PRECLINICAL EVAL. OF TUBULIN BINDING AGENTS AND DUAL SPEC. PHOSP INHIB. IN RODENT

临床前评估。

• 批准号: 6928836
• 负责人: JULIE L. EISEMAN
• 金额: $ 14.35万
• 依托单位: UNIVERSITY OF PITTSBURGH AT PITTSBURGH
• 依托单位国家: 美国
• 财政年份: 2005
• 资助国家: 美国
• 起止时间: 2005-04-01 至 2010-03-31
• 项目状态: 已结题
• 来源: https://reporter.nih.gov/project-details/6928836
• 关键词: SCID mouse; antineoplastics; biomedical facility; dosage; drug metabolism; drug screening /evaluation; laboratory mouse; laboratory rat; pharmacokinetics; phosphatase inhibitor; tubulin

This Program Project Grant application is directed at identifying small molecules that inhibit dual specificity phosphatases, such as Cdc25B; tubulin/microtubules; or motor proteins. JR oxime, an analogue of Curacin A directed at the colchicine binding site of tubulin was evaluated and found to be inactive. DA-3003-1, an irreversible phosphatase inhibitor was also evaluated and found to have marginal efficacy and a short halflife. JUN-1111, a dechlorinated analogue of DA-3003-1, is currently being investigated as is another phosphatase inhibitor, 5169131. Molecules such as dictyostatin 1, related to discodermolide, and directed against the paclitaxel binding site on tubulin, have been synthesized by Dr. Curran's group and should be available for in vivo testing within the first year. This Core is responsible for the preclinical evaluation of three, targeted, small molecules each year in rodents. Determination of the maximum tolerated doses of the compounds and efficacy in early xenograft models of prostate, colon, ovarian, and/or breast cancer will be determined first. If the compounds demonstrate activity or if they are the lead compound of a series of analogues of a particular structure, this evaluation will also include development of analytical methods for detection of the compounds in biological matrices and definition of plasma pharmacokinetics after i.v. and other routes of administration of the compounds at their maximum tolerated dose. The effects of the compounds on their molecular targets within the tumor xenografts will also be investigated in additional cohorts of animals included on the pharmacokinetic studies and the efficacy studies. The compounds selected for study in this Core will have been prioritized through the decision network of the Program Project Grant. The results of the studies conducted in this Core will provide information on the metabolism and pharmacokinetics of lead compounds that will be used by the Projects and the bioformatics Core in the modification of structures or the selection of new lead compounds. Data generated in this Core will provide the basis for the support of an IND to the FDA for the most promising lead compounds.

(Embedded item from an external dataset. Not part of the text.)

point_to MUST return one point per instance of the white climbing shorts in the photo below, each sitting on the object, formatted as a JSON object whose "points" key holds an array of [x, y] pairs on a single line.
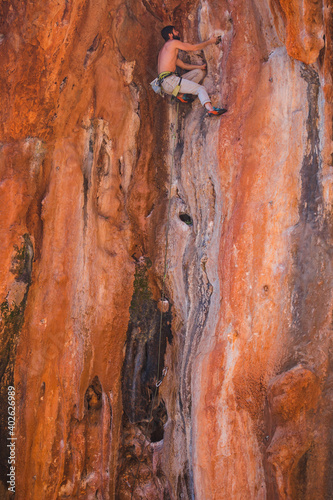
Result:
{"points": [[189, 84]]}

该计划项目拨款申请旨在鉴定抑制双特异性磷酸酶的小分子，例如 Cdc25B；微管蛋白/微管；或运动蛋白。 JR 肟（Curacin A 的类似物）针对微管蛋白秋水仙碱结合位点进行了评估，发现其无活性。还对不可逆磷酸酶抑制剂 DA-3003-1 进行了评估，发现其疗效有限且半衰期短。 JUN-1111 是 DA-3003-1 的脱氯类似物，目前正在研究另一种磷酸酶抑制剂 5169131。诸如 dictyostatin 1 等分子与 discodermolide 相关，针对微管蛋白上的紫杉醇结合位点，已由以下公司合成： Curran 博士的团队应该可以在第一年内进行体内测试。该核心负责每年在啮齿类动物中对三种靶向小分子进行临床前评估。最大耐受剂量的测定 首先将确定前列腺癌、结肠癌、卵巢癌和/或乳腺癌的早期异种移植模型中的化合物和功效。如果这些化合物表现出活性或者它们是一系列特定结构类似物的先导化合物，则该评估还将包括开发用于检测生物基质中的化合物的分析方法以及静脉注射后血浆药代动力学的定义。以及以最大耐受剂量施用化合物的其他途径。这些化合物对其肿瘤异种移植物内分子靶标的影响也将在药代动力学研究和功效研究中包括的其他动物组中进行研究。所选化合物 该核心研究将通过计划项目补助金的决策网络进行优先排序。该核心中进行的研究结果将提供有关先导化合物的代谢和药代动力学的信息，这些信息将由项目和生物信息学核心用于结构修饰或新先导化合物的选择。该核心生成的数据将为 FDA 支持最有前途的先导化合物的 IND 提供基础。